Inclusion probabilities and dropout.

James M Curran1, John Buckleton

  • 1Department of Statistics, University of Auckland, Auckland, New Zealand. curran@stat.auckland.ac.nz

Journal of Forensic Sciences
|May 22, 2010
PubMed
Summary
This summary is machine-generated.

Ignoring discordant alleles in forensic DNA analysis inflates inclusion probabilities.

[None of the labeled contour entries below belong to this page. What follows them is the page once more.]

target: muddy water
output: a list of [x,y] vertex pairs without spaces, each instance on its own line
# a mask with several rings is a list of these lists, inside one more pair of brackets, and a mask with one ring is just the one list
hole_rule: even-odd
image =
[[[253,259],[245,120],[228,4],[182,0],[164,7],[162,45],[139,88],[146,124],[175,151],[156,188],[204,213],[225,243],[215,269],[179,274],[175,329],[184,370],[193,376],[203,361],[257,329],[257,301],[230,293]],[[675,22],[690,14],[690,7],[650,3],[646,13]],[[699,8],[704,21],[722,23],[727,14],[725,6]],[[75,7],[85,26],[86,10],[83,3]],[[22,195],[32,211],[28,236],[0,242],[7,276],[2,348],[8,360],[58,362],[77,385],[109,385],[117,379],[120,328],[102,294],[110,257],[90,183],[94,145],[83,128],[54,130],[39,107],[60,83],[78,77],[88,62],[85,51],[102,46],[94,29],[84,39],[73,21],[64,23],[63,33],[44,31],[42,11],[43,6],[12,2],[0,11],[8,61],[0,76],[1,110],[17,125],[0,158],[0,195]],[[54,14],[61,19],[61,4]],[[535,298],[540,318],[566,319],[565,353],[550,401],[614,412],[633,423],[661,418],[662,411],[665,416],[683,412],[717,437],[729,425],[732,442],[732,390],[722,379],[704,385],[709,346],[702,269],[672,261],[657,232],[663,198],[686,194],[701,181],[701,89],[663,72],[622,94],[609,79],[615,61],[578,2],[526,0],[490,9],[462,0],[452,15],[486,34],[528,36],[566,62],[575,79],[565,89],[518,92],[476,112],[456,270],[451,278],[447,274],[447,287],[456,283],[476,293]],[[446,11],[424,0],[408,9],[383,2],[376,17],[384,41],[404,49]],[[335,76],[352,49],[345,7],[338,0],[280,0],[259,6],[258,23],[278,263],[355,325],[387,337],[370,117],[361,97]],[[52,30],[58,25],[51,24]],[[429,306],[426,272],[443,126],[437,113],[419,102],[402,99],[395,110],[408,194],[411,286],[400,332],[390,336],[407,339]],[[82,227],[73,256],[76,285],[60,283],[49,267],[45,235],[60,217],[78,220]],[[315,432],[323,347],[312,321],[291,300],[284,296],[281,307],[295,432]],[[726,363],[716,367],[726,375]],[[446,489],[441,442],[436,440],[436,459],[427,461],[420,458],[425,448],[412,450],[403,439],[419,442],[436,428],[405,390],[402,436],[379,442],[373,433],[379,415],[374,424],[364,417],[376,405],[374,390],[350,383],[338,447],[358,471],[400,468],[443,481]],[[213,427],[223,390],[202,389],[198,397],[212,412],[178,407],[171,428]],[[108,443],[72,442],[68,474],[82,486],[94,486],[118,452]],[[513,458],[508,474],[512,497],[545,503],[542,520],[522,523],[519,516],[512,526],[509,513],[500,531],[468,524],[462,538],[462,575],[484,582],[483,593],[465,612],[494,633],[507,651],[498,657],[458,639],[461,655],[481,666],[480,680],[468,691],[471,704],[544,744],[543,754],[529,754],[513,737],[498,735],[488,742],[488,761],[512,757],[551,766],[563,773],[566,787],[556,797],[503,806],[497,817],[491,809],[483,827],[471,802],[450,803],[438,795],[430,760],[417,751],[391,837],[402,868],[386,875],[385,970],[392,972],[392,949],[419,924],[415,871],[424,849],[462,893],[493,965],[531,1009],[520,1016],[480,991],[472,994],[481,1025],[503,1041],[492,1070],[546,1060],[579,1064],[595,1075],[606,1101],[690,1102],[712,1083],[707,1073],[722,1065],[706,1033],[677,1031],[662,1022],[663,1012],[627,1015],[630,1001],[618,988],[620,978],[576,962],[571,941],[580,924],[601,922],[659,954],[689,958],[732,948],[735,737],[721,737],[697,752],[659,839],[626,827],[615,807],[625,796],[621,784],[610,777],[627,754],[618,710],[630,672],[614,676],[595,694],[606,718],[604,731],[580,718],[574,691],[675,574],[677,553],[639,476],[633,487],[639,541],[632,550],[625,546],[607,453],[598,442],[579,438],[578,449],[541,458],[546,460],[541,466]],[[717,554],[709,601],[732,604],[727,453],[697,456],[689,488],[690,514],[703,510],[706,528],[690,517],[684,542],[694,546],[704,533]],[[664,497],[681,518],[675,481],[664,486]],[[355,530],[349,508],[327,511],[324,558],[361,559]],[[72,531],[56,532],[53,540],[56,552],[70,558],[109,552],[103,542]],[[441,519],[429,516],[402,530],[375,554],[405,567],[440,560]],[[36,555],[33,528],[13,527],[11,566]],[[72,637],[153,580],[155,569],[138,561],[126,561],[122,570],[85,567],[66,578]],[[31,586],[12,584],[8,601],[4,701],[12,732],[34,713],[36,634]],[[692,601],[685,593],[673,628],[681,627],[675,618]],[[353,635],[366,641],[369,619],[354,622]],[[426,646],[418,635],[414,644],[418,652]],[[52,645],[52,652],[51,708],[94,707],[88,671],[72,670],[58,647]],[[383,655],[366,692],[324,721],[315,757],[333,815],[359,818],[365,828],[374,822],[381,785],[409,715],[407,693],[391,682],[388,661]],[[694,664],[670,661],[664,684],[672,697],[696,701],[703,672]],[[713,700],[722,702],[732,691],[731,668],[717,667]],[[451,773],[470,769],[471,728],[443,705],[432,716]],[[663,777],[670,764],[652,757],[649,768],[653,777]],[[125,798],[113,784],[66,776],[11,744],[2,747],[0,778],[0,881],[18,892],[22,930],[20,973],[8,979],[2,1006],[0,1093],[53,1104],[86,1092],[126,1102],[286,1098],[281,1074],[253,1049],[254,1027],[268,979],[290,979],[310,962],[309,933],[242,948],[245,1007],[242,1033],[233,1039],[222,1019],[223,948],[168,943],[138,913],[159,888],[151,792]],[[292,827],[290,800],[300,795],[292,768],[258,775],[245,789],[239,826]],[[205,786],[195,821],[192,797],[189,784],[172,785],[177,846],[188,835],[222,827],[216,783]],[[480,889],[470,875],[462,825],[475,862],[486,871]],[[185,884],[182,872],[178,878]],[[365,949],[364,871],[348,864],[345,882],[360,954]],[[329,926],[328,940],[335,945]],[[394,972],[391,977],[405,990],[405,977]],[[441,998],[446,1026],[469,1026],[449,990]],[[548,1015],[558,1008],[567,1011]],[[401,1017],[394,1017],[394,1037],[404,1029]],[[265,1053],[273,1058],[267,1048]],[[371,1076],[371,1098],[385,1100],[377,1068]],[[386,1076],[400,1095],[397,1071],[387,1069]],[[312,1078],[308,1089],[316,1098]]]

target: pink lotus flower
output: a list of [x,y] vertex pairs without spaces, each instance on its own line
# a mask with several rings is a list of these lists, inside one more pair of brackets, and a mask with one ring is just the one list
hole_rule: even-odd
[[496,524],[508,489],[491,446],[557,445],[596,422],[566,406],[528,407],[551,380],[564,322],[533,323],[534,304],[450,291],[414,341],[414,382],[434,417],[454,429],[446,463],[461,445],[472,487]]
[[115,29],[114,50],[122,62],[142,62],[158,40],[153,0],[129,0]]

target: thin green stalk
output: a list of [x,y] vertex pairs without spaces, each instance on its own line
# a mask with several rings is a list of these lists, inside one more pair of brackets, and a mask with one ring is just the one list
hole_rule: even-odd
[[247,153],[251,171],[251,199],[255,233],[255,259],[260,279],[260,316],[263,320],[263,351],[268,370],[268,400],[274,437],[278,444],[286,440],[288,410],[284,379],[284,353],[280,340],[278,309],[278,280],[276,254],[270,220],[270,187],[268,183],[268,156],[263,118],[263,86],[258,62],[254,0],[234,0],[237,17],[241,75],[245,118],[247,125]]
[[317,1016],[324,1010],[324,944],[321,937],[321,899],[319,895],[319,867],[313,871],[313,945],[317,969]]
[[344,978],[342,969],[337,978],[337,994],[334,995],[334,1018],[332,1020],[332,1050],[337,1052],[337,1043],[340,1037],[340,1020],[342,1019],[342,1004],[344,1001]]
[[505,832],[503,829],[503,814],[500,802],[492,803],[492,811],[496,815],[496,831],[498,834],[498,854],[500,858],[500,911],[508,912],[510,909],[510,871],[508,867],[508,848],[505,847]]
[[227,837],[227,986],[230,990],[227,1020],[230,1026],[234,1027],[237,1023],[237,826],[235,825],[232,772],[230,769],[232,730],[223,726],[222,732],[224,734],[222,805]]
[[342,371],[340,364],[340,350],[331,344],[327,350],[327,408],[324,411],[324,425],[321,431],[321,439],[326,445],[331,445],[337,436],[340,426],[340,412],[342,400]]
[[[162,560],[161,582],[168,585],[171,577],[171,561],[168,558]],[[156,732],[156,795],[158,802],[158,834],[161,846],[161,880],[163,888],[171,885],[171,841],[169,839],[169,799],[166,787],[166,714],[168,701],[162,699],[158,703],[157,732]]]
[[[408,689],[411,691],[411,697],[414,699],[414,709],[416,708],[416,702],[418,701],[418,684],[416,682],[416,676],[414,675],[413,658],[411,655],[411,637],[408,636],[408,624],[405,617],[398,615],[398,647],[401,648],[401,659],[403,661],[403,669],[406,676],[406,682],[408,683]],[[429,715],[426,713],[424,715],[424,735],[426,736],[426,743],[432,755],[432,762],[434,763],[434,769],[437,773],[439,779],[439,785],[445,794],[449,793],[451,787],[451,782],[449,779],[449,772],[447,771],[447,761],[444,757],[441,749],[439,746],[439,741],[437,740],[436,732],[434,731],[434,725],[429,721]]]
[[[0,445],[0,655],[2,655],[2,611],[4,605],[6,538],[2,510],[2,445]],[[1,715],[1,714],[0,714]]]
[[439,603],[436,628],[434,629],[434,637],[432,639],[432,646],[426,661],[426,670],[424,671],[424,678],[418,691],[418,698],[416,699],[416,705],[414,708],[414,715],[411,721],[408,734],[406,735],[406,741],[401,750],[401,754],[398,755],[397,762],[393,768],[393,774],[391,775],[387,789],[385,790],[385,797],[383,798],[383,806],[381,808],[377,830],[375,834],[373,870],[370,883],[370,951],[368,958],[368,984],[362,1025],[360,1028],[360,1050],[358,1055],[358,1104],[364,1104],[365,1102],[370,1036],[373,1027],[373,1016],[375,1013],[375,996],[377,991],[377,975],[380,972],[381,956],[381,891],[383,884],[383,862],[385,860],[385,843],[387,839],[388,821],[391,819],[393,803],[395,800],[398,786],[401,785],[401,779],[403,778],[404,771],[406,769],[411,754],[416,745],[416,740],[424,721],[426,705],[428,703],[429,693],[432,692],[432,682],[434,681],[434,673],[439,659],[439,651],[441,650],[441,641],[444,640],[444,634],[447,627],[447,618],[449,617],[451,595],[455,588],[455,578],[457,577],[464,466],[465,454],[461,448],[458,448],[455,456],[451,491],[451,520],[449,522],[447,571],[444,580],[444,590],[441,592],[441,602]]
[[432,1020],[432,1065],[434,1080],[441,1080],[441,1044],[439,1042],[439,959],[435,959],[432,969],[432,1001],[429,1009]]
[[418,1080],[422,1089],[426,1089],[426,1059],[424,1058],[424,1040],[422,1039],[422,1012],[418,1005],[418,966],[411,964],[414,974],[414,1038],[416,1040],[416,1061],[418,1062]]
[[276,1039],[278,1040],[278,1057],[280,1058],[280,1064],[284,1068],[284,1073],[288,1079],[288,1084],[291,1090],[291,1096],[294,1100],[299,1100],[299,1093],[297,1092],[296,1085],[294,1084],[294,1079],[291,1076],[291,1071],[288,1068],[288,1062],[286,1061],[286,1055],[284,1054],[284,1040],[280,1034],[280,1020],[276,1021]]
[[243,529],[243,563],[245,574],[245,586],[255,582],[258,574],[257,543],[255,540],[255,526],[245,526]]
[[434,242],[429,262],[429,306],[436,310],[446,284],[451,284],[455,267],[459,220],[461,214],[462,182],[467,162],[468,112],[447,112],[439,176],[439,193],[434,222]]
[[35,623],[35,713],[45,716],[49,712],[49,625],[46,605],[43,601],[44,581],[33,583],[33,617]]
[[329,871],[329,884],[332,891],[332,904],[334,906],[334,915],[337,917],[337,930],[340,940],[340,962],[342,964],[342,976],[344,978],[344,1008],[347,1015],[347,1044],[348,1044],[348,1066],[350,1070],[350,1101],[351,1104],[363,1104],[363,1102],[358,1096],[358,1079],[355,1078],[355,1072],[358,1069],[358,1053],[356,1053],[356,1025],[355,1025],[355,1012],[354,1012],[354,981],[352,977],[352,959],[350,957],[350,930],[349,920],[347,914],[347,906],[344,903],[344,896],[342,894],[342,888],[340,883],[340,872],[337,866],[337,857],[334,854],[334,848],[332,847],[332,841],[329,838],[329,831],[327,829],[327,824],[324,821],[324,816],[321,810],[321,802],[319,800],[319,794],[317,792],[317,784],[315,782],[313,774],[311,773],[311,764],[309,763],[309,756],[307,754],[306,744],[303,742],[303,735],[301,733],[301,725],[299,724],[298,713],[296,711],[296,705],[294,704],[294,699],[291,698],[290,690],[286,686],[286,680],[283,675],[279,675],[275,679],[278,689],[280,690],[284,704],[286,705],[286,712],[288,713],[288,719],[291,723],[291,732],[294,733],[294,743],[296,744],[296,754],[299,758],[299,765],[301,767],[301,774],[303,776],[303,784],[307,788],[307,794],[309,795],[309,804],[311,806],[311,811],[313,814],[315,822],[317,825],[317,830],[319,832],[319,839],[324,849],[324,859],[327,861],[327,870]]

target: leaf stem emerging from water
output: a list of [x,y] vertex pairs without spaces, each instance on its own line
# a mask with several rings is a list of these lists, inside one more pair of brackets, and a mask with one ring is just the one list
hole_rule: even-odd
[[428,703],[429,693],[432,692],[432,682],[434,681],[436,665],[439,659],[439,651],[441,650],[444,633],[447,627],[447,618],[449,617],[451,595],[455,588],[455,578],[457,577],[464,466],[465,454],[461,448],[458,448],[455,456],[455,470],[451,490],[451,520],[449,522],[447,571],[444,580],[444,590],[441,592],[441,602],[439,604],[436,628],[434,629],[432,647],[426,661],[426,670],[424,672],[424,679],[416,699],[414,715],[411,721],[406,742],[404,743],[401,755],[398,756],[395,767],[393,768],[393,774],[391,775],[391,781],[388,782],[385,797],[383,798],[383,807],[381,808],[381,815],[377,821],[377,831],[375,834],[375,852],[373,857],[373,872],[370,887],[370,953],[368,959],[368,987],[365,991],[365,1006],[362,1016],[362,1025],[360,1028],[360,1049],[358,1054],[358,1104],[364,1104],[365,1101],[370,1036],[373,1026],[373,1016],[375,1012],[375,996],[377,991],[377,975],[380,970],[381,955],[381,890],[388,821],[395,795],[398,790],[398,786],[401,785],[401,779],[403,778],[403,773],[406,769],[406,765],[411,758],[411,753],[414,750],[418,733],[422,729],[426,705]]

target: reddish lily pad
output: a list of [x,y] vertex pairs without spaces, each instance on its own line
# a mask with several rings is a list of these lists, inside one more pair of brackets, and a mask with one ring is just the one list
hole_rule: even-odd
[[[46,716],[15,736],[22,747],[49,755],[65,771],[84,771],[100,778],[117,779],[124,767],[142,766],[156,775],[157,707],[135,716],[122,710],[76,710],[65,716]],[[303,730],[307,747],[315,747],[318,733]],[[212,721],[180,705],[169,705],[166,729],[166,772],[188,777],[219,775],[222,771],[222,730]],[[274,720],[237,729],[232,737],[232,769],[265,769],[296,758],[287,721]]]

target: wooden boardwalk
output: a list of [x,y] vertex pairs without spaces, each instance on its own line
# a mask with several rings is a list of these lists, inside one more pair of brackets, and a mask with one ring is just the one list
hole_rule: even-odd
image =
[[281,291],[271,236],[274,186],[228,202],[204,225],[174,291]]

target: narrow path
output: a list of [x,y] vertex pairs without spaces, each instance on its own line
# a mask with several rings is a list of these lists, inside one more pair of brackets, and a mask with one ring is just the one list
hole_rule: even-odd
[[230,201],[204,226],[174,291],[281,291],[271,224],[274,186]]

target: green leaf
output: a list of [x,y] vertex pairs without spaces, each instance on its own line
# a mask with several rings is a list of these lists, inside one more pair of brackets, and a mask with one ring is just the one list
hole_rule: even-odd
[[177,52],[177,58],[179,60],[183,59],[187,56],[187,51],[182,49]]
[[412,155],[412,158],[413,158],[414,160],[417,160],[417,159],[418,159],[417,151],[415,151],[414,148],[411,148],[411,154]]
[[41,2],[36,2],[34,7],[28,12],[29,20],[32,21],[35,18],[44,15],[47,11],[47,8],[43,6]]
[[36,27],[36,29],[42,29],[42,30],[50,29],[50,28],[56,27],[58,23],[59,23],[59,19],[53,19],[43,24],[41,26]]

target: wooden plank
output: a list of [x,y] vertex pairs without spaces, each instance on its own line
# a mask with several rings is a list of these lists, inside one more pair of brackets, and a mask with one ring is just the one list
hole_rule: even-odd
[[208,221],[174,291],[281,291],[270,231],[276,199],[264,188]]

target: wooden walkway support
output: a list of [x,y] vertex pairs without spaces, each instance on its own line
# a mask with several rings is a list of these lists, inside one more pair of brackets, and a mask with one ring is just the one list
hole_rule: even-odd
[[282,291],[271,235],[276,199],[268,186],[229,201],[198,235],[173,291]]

This practice, when dropout is possible, may falsely implicate innocent individuals by overstating evidence against non-contributors.

Related Experiment Videos

Area of Science:

  • Forensic Science
  • Population Genetics
  • Statistical Analysis

Background:

  • A concerning practice in forensic DNA analysis involves calculating inclusion probabilities only for specific loci when allele dropout is possible.
  • This method omits loci where the suspect's alleles are not fully represented in the crime scene mixture, potentially skewing results.

Purpose of the Study:

  • To assess the risks associated with ignoring loci containing discordant alleles in forensic DNA profile interpretation.
  • To evaluate the potential for this practice to produce misleadingly strong evidence against non-contributors.

Main Methods:

  • The study employed simulation to analyze the impact of excluding discordant loci on inclusion probability calculations.
  • This approach specifically examined scenarios where allele dropout might occur.

Main Results:

  • Ignoring loci with discordant alleles can lead to an overestimation of the strength of evidence.
  • This practice may result in a significant fraction of non-contributors appearing to be implicated by the DNA evidence.

Conclusions:

  • The method of omitting loci with discordant alleles poses a substantial risk in forensic DNA mixture interpretation.
  • Careful consideration of all available loci, including those with discordant alleles, is crucial for accurate statistical inference in forensic investigations.